Pumpkin Pie with Naturalvert Pumpkin Pie Granola Crust

Pumpkin Pie with Naturalvert Pumpkin Pie Granola Crust

Pumpkin Pie with Naturalvert Granola

Ingredients

Crust

  • 1 cup gluten-free flour

  • ½ cup Naturalvert Pumpkin Pie Apricot Granola, ground into crumbs

  • ¼ cup butter, softened

  • 1 tbsp baking powder

  • ¼ cup water (add more as needed)

  • Pinch of salt

Pumpkin Cheesecake Filling

  • 1 cup canned pumpkin purée

  • 8 oz cream cheese, room temperature

  • ⅓ cup coconut milk, room temperature

  • ⅓ cup agave syrup

  • 2 tsp pumpkin pie spice

  • 2 tsp lemon juice

  • ½ cup olive oil


Instructions

1. Preheat

Preheat oven to 350°F (175°C).


2. Make the crust

  1. Grind the granola until it turns into a fine crumb.

  2. In a mixing bowl, combine:

    • GF flour

    • Ground granola

    • Baking powder

    • Salt

    • Butter

  3. Add water gradually until a soft dough forms.

  4. Press the dough evenly into the bottom and sides of an 8-inch nonstick pan.

  5. Bake for 15 minutes.

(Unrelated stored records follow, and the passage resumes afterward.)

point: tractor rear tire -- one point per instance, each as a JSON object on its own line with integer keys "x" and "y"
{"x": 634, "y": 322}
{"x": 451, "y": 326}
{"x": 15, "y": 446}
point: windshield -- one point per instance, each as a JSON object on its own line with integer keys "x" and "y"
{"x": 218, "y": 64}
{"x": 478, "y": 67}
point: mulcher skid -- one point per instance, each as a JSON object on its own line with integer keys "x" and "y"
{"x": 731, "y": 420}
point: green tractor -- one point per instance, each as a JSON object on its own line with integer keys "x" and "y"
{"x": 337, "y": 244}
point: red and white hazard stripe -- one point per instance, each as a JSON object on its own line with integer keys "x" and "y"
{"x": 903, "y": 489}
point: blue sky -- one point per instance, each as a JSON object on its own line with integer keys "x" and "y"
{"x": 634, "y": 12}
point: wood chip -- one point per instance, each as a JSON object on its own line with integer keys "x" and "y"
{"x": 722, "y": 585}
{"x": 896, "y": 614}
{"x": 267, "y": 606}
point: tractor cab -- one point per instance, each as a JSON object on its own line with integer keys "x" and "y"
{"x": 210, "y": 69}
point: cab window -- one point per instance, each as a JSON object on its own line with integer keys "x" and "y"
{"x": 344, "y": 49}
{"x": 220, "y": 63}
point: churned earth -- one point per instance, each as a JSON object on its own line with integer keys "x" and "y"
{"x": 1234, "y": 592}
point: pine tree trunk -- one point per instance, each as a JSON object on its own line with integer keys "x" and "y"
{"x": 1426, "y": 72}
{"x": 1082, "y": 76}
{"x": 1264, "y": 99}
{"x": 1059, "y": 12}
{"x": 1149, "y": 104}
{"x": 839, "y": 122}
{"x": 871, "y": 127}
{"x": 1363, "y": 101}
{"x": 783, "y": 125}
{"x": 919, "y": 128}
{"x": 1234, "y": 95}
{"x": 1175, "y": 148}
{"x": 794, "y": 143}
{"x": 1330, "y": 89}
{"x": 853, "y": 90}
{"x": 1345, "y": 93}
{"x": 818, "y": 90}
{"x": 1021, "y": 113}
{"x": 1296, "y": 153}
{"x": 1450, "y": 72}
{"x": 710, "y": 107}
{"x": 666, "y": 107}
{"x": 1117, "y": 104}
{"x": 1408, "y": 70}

Set aside.


3. Make the filling

  1. In a food processor, blend until smooth:

    • Pumpkin purée

    • Cream cheese

    • Coconut milk

    • Agave syrup

    • Lemon juice

    • Olive oil

    • Pumpkin pie spice


4. Assemble & bake

  1. Pour the filling into the pre-baked crust.

  2. Spread evenly.

  3. Bake for 45 minutes, or until:

    • The crust is golden

    • The center looks set (no longer liquid)


5. Cool & serve

Allow to cool for at least 20–30 minutes before slicing for clean cuts.
Enjoy warm, chilled, or next day (even better flavor!).